In 2016 we open-sourced the code behind the new changelog.com, and we spoke about the related infrastructure work in Episode #254, but never open-sourced this code. The primary reason was that making it open source friendly was low in the backlog and never made the cut. While good commit messages were used, and user stories with the right amount of what/why were written, the high level context remained diluted and fragmented.

Today, we are open-sourcing the code behind Changelog’s infrastructure as is, and are giving you the opportunity to influence the way we continue investing our time. We need your help to decide on one of the following directions:

Make the current approach in thechangelog/infrastructure easy to understand and re-use.
Start from the beginning, with today’s best tools, services and practices. All code will be public, developed iteratively, open and available to everyone willing to follow along. It’s a fresh start with your involvement at every step.

How can you give us feedback?

Post your comment to this issue on our Ping repo. Or, if you want to chat in real-time, you can find us in the #dev channel in our community Slack. (Joining is easy and free.)

Why are we doing this now?

After 2 years, I am making time to update Changelog’s infrastructure and want to use this opportunity the best way possible, meaning putting the community needs first. I don’t know what you will find most valuable, so I’m doing the obvious thing and asking you.

What makes Changelog’s infrastructure so special?

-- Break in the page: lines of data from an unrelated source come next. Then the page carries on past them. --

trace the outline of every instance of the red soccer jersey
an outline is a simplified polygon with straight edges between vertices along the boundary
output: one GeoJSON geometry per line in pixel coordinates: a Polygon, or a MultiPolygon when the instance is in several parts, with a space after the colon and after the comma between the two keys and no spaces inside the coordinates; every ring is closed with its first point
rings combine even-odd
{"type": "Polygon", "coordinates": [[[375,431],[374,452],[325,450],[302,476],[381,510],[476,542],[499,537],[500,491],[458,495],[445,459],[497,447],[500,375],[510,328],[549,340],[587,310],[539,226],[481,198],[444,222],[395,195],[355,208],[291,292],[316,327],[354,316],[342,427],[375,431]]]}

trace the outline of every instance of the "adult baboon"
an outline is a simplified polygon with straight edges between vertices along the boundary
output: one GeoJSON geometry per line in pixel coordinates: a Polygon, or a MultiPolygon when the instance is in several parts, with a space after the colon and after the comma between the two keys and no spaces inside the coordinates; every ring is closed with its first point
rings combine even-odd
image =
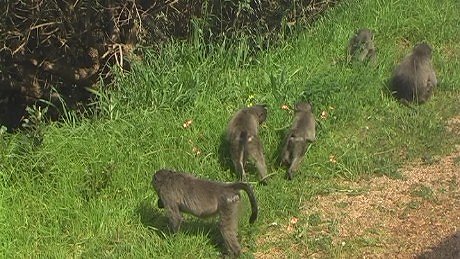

It’s easy to assume that managing a production service is mostly about pushing code. While this is the essence of it, it’s just the tip of the tip of the iceberg. Whether it’s Heroku, Cloud Foundry or Kubernetes, there is an immense amount of considerations that is required long before, and long after this recurring event. With the amount of hype surrounding devops/cloudops/serverless, it’s too easy to fall into time traps. From my perspective, these are the things that matter:

Being able to push new code with ease
Have new code in production within minutes
Prevent bad code from taking the service down
New code goes into production automatically
Mistakes are small, easy to understand and easy to fix
I can easily understand the changes being made, preferably locally and instantly
I can test incompatible changes with ease
If everything gets lost, including code, data, infrastructure, it can be recreated within the hour
All components can be upgraded with minimal effort - bonus points for no downtime
All dependencies are explicit and locked down, meaning that we always know what versions are running where
I am aware of all errors that happen in production
I get instant notifications if the production service gets degraded
It’s impossible for the system to be completely down; worst case, stale static content gets served, no writes will be possible
I have a good idea of the experience that my users have
I am aware when my service is running low on resources
Resources change based on demand, without my intervention
I am always aware of my current burn rate and have a clear end-of-billing cycle estimate
The right amount of resources are provisioned at all times, waste is avoided
The system degrades predictably, redundancies are layered
Everything is simple, without compromising availability

This list is not long on purpose, if anything it’s incomplete but sufficient to make my point.

My proposal is to leave all hype in the news section, and show you the pragmatic solution that works for changelog.com. Who knows, it might work for you as well.